Recording calls for quick cash seemed harmless until strangers started listening to your private conversations. The Neon app, which rocketed to viral success by paying users to record phone calls for AI training data, exposed every user’s personal information through a security flaw that made your most intimate conversations accessible to anyone.
The Easy Money Trap
Users earned pennies per call while unknowingly creating a data goldmine for AI companies.
Neon’s premise was seductive in its simplicity: record your phone calls, get paid, help train AI models. The app incentivized lengthy conversations, with some users making extended calls specifically to maximize earnings. Within days of launch, Neon climbed to the top-five free iPhone apps with over 75,000 downloads in a single day, according to TechCrunch. Users saw dollar signs. AI companies saw training data. Nobody saw the security disaster brewing in the backend.
A Master Key for Everyone
Any logged-in user could access every other user’s calls, transcripts, and phone numbers.
TechCrunch security researchers discovered Neon’s server configuration had zero access controls. Any authenticated user could manipulate basic API calls to access the entire database—phone numbers, raw audio files, full transcripts, call durations, and earnings data. The backend essentially handed every user a master key to everyone else’s private information. Your grandmother’s medical appointment, your job interview, your relationship drama—all available to any stranger with basic technical knowledge.
The Silent Shutdown
Founder Alex Kiam pulled the app offline without disclosing the breach to users.

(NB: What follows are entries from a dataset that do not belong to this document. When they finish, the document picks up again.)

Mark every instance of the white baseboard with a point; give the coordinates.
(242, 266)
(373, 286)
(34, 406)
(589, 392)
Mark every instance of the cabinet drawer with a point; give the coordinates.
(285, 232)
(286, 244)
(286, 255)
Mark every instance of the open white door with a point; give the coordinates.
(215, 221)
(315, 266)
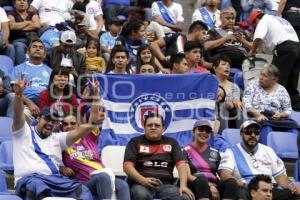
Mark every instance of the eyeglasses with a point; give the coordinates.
(204, 129)
(254, 161)
(69, 123)
(251, 131)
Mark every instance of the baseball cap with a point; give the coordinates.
(68, 37)
(248, 123)
(253, 15)
(203, 122)
(50, 112)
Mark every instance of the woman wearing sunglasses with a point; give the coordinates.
(203, 163)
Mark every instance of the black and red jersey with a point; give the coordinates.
(154, 158)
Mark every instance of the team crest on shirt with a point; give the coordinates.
(144, 149)
(146, 104)
(167, 148)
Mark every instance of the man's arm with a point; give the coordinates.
(19, 117)
(156, 47)
(281, 6)
(95, 120)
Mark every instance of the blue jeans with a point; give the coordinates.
(164, 191)
(7, 104)
(100, 185)
(20, 49)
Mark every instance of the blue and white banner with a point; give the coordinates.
(180, 99)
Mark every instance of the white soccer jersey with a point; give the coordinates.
(27, 161)
(263, 161)
(215, 16)
(274, 30)
(51, 12)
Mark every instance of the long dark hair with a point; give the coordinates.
(139, 59)
(116, 49)
(66, 92)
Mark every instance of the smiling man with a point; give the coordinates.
(249, 158)
(149, 162)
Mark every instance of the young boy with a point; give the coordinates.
(193, 55)
(108, 39)
(178, 64)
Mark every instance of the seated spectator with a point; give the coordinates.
(85, 165)
(84, 24)
(145, 56)
(109, 38)
(228, 40)
(231, 109)
(178, 64)
(5, 48)
(203, 163)
(93, 62)
(169, 15)
(51, 12)
(209, 13)
(146, 69)
(286, 47)
(132, 37)
(37, 72)
(66, 55)
(6, 96)
(265, 98)
(249, 158)
(193, 55)
(149, 161)
(260, 187)
(114, 8)
(37, 151)
(59, 93)
(119, 61)
(24, 25)
(174, 43)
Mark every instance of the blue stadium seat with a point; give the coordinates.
(296, 116)
(239, 80)
(284, 144)
(6, 129)
(232, 136)
(296, 171)
(6, 64)
(6, 157)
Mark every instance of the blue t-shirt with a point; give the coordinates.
(37, 78)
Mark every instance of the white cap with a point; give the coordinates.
(68, 37)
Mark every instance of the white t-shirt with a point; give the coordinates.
(274, 30)
(215, 16)
(27, 161)
(51, 11)
(3, 17)
(175, 11)
(267, 162)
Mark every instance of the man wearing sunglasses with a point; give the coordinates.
(249, 158)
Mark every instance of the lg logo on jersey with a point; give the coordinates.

When confronted with the security failure, Stanford-educated founder Alex Kiam quietly took Neon offline. Users received vague emails about “extra layers of security” with no mention of the massive data exposure. No breach notification. No acknowledgment that private phone numbers and intimate conversations had been accessible to anyone who bothered to look. The transparency you’d expect from a platform handling your most sensitive data? Nowhere to be found.
The Bigger Picture
Neon joins a growing list of apps that prioritize rapid scaling over user protection.
This pattern keeps repeating across the industry. Apps like Tea, Bumble, and Hinge have all suffered exposure scandals, yet platforms keep prioritizing viral growth over basic security. The AI gold rush has created a new category of risk: apps that monetize your personal data while treating security as an afterthought. When making money from your conversations becomes the business model, protecting those conversations apparently becomes optional.
Your private calls shouldn’t be someone else’s payday—or exploitation.